The theologian Margot Käßmann ends her column at the "Bild am Sonntag". Since Pentecost 2014, she had regularly commented on everyday topics from a Christian point of view, including the coexistence of generations, the situation of women and children, and health care. This resulted in 454 contributions.

The former Bishop of Hanover and former Chairwoman of the Council of the Evangelical Church in Germany is now taking her 65th birthday on June 3 as an opportunity to end the column.

"It was a pleasure for me to be able to write the column and to give you a Bible verse every week," the theologian writes to her readers. In her last column on Pentecost Sunday, Käßmann also justified her cut with the "constant criticism" that increasingly burdened her.

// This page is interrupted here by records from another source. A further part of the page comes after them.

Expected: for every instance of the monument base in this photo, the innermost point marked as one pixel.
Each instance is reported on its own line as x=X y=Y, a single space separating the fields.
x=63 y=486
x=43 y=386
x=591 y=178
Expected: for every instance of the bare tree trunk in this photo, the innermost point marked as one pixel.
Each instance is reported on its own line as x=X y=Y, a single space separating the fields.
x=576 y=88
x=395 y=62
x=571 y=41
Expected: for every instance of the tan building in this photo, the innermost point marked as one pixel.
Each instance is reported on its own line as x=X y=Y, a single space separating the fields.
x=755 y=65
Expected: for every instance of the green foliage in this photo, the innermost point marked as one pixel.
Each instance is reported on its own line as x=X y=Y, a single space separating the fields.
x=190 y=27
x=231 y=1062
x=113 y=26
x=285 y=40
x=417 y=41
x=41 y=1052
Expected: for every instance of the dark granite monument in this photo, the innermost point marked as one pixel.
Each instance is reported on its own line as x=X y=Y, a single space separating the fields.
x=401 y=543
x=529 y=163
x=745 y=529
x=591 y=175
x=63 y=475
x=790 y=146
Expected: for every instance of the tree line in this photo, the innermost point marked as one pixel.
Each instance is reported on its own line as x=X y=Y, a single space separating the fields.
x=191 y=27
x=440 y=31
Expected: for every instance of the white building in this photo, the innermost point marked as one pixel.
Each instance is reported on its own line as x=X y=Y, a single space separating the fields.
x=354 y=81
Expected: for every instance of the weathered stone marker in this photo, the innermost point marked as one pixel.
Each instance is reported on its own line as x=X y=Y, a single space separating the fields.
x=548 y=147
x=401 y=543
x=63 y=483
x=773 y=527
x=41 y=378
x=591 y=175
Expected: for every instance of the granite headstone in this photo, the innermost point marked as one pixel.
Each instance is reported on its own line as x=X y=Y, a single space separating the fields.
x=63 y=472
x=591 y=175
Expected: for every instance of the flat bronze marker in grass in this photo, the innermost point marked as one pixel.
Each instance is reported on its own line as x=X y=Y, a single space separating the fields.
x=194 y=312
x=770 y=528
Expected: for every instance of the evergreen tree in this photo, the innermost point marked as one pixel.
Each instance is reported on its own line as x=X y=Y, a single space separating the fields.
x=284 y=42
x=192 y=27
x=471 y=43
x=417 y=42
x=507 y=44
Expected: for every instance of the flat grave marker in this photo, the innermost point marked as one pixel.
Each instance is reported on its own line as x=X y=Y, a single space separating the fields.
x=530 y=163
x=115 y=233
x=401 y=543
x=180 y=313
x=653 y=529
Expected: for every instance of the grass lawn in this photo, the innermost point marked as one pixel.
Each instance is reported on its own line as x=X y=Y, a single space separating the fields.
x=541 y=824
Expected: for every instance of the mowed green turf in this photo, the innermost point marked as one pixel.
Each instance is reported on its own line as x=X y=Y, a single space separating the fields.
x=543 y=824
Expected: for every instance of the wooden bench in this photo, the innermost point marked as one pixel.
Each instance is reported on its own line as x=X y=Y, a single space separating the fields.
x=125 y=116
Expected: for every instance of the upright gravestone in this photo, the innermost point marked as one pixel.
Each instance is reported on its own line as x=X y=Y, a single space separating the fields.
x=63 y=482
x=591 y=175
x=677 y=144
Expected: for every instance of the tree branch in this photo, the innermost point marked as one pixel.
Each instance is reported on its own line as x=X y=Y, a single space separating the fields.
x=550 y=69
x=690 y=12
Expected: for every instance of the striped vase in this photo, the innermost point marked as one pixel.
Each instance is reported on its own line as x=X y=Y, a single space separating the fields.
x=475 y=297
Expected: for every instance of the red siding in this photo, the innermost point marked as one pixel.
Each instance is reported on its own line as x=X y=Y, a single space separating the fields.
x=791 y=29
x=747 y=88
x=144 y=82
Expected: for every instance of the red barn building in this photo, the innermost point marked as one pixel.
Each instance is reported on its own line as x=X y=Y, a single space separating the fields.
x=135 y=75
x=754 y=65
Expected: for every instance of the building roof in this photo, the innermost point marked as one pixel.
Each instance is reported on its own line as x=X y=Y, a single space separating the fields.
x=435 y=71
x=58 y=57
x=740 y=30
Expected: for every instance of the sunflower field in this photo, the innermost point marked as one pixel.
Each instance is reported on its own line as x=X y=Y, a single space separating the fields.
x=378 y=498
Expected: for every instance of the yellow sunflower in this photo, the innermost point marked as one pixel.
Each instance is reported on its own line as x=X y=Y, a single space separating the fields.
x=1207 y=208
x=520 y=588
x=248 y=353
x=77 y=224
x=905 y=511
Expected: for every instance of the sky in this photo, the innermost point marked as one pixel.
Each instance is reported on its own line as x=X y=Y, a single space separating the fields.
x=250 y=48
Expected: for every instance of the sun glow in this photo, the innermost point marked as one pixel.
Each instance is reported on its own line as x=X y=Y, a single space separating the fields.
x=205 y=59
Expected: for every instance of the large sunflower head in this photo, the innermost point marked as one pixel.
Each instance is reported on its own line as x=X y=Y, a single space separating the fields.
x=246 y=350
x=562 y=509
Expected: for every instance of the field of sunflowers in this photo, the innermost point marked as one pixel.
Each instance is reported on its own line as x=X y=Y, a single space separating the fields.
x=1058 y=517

"Anyone who expresses an opinion today is immediately pilloried, insulted and defamed by those with a different opinion," she writes. "The culture of discussion is absolutely brutalized by the so-called social media. People lack any decency, they snot their rejection into the keys in a personally insulting way without being addressed." She likes to discuss. "But not in a defamatory way. I don't have to do that to myself anymore."

In addition, she now wants to make room for younger people, Käßmann told the Evangelical Press Service. As a result, she will now also hand over other tasks. For example, she has cancelled invitations to political talk shows, and she will also end her two podcasts at NDR and the Droemer Knaur publishing group, as well as resign from her honorary post as an ambassador for the children's charity terre des hommes and resign from various boards of trustees.